Putting the Satan stuff aside, Rosemary’s world contains an uneasy acceptance of everyday coercion. On Rosemary and Guy’s scheduled baby-making night, she is knocked out cold, her impregnation experienced in dreamy half-consciousness. She wakes up with the damning evidence of scratch marks, but her husband brushes them off as just a bit of domestic sexual assault. ‘I didn’t want to miss baby night’ he shrugs, putting on his shirt. ‘I was a bit loaded myself’. When she gets a pixie hair cut she gets a ‘you paid money for that?’ reaction from Guy, bristling at the suggestion of non-feminine modernity.

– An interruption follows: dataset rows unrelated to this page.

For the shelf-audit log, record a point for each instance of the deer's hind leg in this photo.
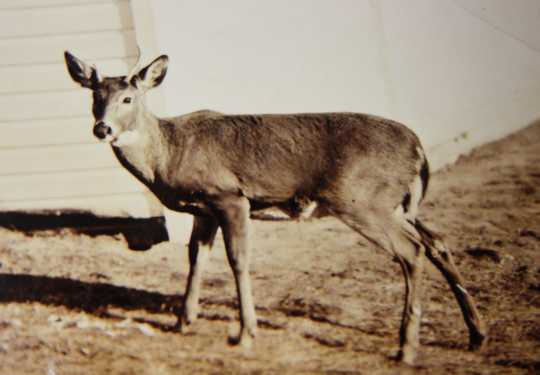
(441, 257)
(387, 232)
(201, 241)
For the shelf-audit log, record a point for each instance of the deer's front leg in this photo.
(234, 221)
(201, 241)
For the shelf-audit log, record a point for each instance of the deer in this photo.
(226, 170)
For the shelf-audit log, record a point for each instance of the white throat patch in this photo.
(126, 138)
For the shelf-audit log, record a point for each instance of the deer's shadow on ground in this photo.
(91, 297)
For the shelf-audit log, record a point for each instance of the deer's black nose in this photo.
(101, 130)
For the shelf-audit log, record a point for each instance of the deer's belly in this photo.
(291, 210)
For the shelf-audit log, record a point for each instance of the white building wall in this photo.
(49, 159)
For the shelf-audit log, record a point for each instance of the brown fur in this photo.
(365, 170)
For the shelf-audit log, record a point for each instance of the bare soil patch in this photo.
(327, 301)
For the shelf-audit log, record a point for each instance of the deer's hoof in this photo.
(477, 342)
(407, 355)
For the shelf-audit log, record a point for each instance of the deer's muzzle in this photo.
(102, 130)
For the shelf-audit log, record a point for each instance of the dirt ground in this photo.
(327, 302)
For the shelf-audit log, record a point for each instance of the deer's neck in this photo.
(146, 152)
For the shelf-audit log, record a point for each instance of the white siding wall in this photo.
(48, 156)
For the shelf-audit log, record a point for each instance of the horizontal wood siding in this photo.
(49, 158)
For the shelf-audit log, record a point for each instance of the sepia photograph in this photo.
(269, 187)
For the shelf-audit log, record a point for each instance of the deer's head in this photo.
(117, 101)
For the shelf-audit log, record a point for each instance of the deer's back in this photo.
(276, 157)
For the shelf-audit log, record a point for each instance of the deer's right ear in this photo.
(82, 73)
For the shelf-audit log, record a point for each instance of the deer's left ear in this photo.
(82, 73)
(151, 75)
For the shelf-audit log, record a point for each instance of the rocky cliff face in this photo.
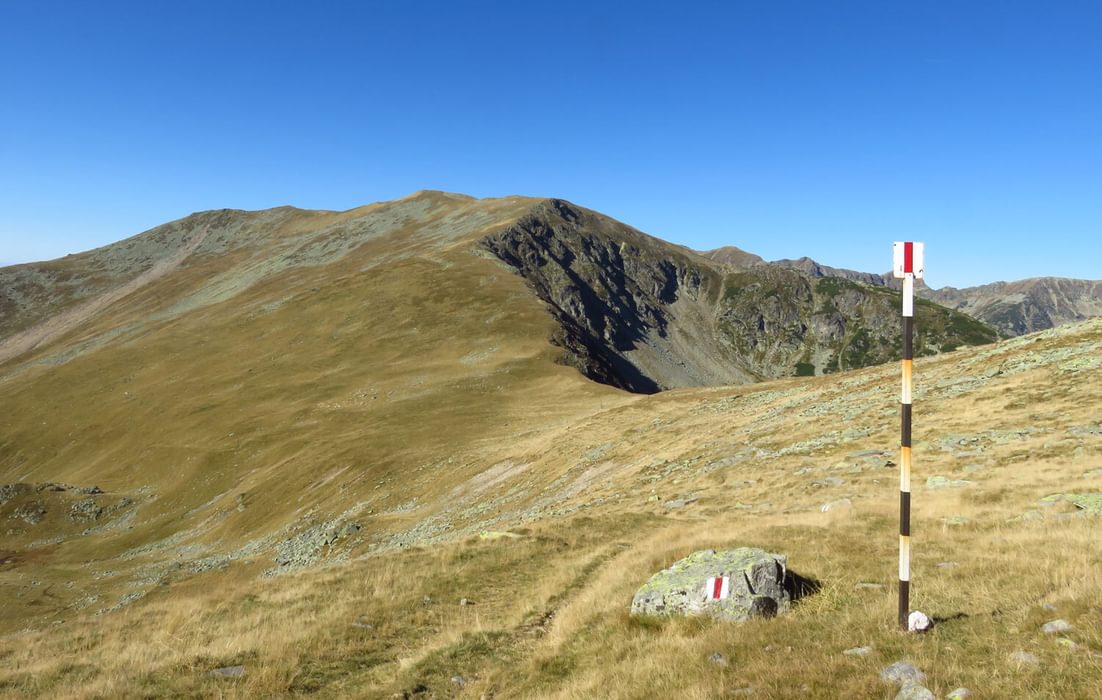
(645, 315)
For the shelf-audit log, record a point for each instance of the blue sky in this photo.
(827, 129)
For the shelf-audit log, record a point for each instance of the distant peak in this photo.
(438, 194)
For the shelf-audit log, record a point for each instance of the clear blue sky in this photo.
(818, 128)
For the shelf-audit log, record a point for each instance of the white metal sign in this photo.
(908, 259)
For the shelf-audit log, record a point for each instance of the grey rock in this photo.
(901, 672)
(1057, 626)
(756, 585)
(944, 482)
(679, 503)
(85, 510)
(31, 513)
(914, 691)
(1024, 658)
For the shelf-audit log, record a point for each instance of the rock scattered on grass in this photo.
(1024, 658)
(944, 482)
(901, 672)
(914, 691)
(1057, 626)
(757, 585)
(841, 504)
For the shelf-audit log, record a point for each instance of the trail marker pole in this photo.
(908, 265)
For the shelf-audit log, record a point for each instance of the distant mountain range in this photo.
(1012, 308)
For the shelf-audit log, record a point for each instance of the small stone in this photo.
(1024, 658)
(1056, 626)
(841, 504)
(918, 622)
(943, 482)
(679, 503)
(914, 691)
(901, 672)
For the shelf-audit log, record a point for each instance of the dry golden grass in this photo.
(421, 396)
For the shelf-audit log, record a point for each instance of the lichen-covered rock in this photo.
(1089, 504)
(901, 674)
(756, 585)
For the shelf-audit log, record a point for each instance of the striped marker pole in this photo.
(908, 266)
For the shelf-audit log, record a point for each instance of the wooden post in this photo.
(908, 266)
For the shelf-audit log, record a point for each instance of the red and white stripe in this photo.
(717, 588)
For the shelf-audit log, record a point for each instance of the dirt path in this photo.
(61, 323)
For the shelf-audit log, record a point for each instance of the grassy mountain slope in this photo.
(272, 452)
(1012, 308)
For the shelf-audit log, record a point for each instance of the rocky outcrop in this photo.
(732, 585)
(633, 311)
(645, 315)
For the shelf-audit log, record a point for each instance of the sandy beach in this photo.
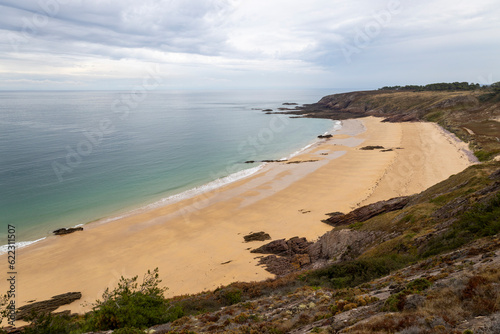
(190, 241)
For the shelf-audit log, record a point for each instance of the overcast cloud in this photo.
(107, 44)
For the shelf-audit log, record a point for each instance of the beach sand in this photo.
(190, 240)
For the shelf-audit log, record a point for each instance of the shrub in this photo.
(418, 285)
(480, 220)
(231, 296)
(130, 305)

As the conspiracy intensifies and Rosemary gets closer to the truth, Guy chalks her panic up to ‘hysteria’ and coos that ‘he would never let anyone hurt you’, ‘cos the Devil only raped her in her sleep so that doesn’t really count.
Rosemary is trapped not just by the machinations of the coven but by the things she thinks she should want: a husband, a baby, a well-decorated apartment. The husband offers her womb in exchange for success; the baby attacks her from inside; the apartment locks her away from the help of the outside world. The final stretch of the film is air-gaspingly tense, as Rosemary tries desperately to put the pieces together and make an escape, before the coven intervene and stop coding their aggression: she’s hunted, grabbed, held down and tied up.
Cut off from any support network, gaslighted by her husband, body violated, Rosemary’s plight is one recognisable to any spouse suffering from abuse and control, unable to articulate what exactly is wrong, but haunted by the gnawing impulse that this isn’t how things should be.
The ending remains doubly horrifying, the macabre fatalism of the Antichrist’s arrival twisted further by Rosemary’s reaction, switching from aghast horror to faint motherly acceptance. The irony is similar to the conclusion of The Stepford Wives, where the husbands straight-up don’t care that their wives are being murdered and replaced with submissive Westworld hosts, because at least a talking doll doesn’t nag. The horror here isn’t the presence of evil in the world, but the willingness of ‘ordinary’ people to tolerate and invite it, because it’s easier, or they’ll get something out of it.
Seeing her world-destroying half-son in his midnight-black pram, internal reservoirs of material care kick in and Rosemary is snared, once again, by the things she has been taught to love.